政略婚姻前、冷徹エリート御曹司は秘めた溺愛を隠しきれない

愛人の娘として表に出ず、目立たずにいてほしいと釘を刺す思惑もあるだろう。


「そうなんだ」
「まさか私に、その人のもとへ嫁げって言うの?」
「佳乃に政略結婚なんてさせられないわ。その苦労なら私が一番よく知っていますから」


佳乃が眉根を寄せて不満をあらわにすれば、照美もそれに続く。最後のひと言は、明花をチラッと横目にした。

秋人と照美は政略結婚である。
当時、照美の実家は内装業を営んでいたが、経営が傾き、地元密着型の工務店として徐々に規模を拡大しつつある雪平ハウジングに助けを求めた。

今は亡き前社長である秋人の父親は、雪平ハウジングで発展途上にあった内装分野の強化に繋がると考え合併を提案。
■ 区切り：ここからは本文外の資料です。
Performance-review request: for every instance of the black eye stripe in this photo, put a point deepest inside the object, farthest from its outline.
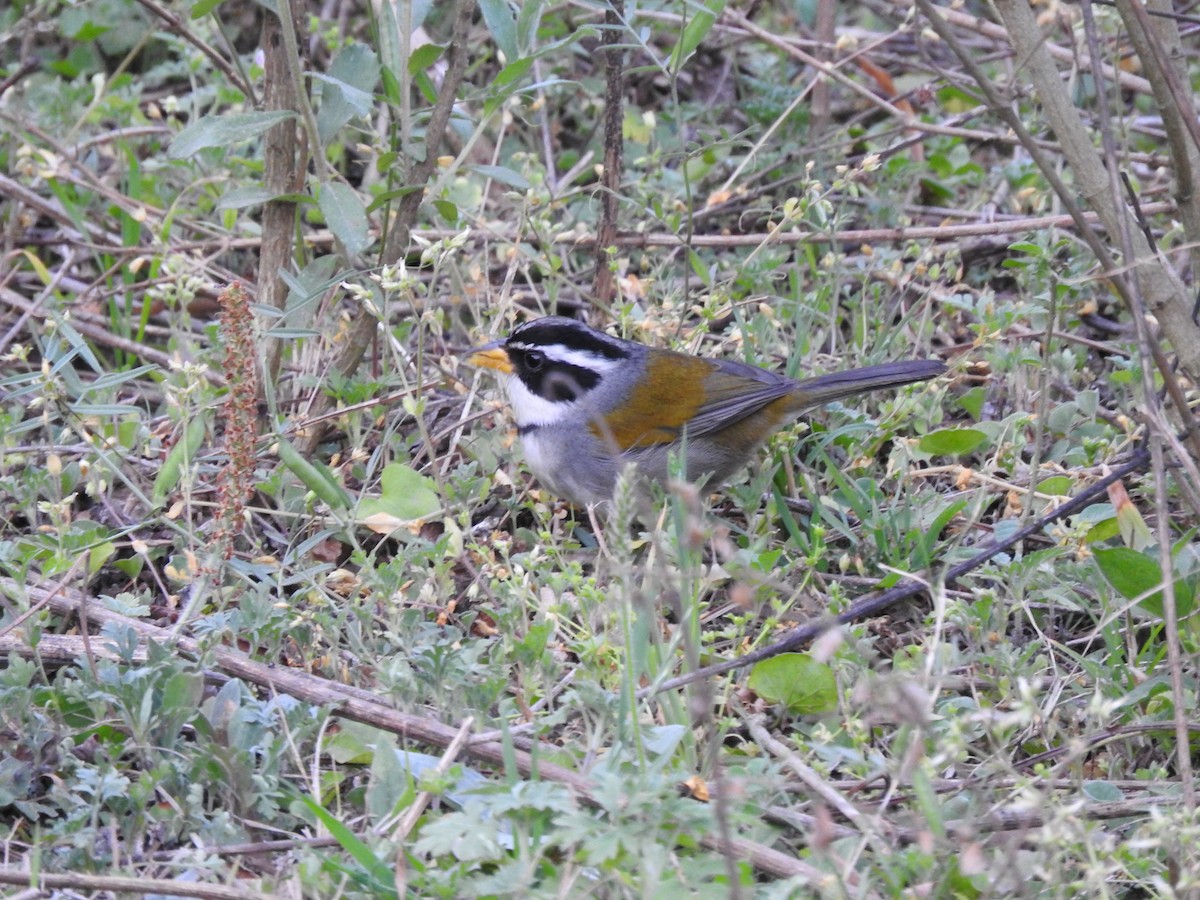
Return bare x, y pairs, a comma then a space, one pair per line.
541, 334
552, 379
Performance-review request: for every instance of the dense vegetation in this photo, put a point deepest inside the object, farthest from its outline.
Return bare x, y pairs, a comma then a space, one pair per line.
283, 615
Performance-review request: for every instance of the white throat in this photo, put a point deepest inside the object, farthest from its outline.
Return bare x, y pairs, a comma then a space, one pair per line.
534, 412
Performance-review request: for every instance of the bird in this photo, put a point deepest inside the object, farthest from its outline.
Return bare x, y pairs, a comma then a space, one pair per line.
587, 403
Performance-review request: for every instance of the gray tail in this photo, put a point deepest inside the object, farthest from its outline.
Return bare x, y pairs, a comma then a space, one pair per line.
835, 385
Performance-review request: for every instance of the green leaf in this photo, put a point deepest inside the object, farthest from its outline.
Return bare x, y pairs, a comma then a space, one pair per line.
203, 7
695, 31
223, 131
502, 174
180, 456
503, 25
1055, 486
797, 681
407, 497
346, 216
244, 197
952, 442
316, 477
347, 90
1102, 792
1139, 577
376, 869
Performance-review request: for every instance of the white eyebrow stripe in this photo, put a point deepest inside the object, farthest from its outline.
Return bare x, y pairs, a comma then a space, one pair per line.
571, 357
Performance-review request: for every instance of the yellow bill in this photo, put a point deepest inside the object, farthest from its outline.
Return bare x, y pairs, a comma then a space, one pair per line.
491, 357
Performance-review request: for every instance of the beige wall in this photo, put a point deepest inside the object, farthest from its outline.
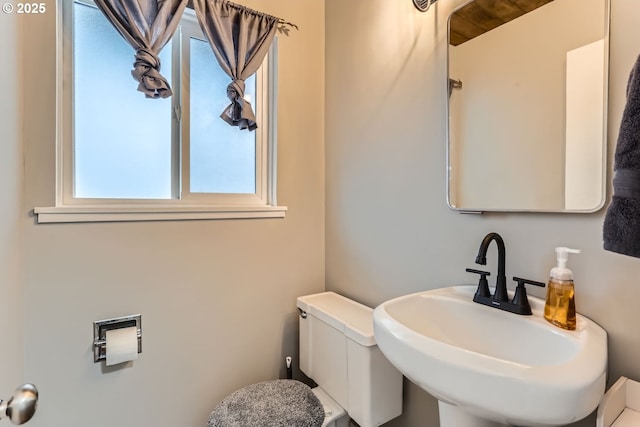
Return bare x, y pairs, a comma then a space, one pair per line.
388, 229
217, 298
11, 238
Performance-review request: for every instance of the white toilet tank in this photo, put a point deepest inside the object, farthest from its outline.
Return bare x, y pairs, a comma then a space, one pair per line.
339, 352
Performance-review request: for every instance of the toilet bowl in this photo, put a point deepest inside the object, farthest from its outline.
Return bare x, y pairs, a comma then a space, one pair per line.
338, 352
334, 414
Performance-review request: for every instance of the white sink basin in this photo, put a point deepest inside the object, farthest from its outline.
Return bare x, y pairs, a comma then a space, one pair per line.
491, 364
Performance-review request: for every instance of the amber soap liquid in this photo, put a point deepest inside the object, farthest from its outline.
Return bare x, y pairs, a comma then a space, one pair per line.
560, 306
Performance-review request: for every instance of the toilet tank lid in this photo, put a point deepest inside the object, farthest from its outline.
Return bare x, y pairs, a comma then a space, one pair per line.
355, 320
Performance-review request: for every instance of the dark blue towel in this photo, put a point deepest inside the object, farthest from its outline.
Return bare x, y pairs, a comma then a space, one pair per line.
621, 230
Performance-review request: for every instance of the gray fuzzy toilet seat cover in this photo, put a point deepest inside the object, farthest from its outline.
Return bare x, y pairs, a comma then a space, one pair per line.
277, 403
互いの子ども同士の婚姻関係を結ぶことで、より強固な関係を目指したのだ。

照美は〝政略結婚なんてしたから夫に浮気をされ、挙句の果てにはその相手に子どもまで産まれ、認知までさせられた〟と皮肉りたいのだろう。彼女の視線が痛いほどそう言っていた。

明花は立つ瀬がなく、体を小さく丸めるしかない。
秋人もその点については面目なく感じているのだろう、言い返さずぐっと言葉を飲み込んでいる様子だった。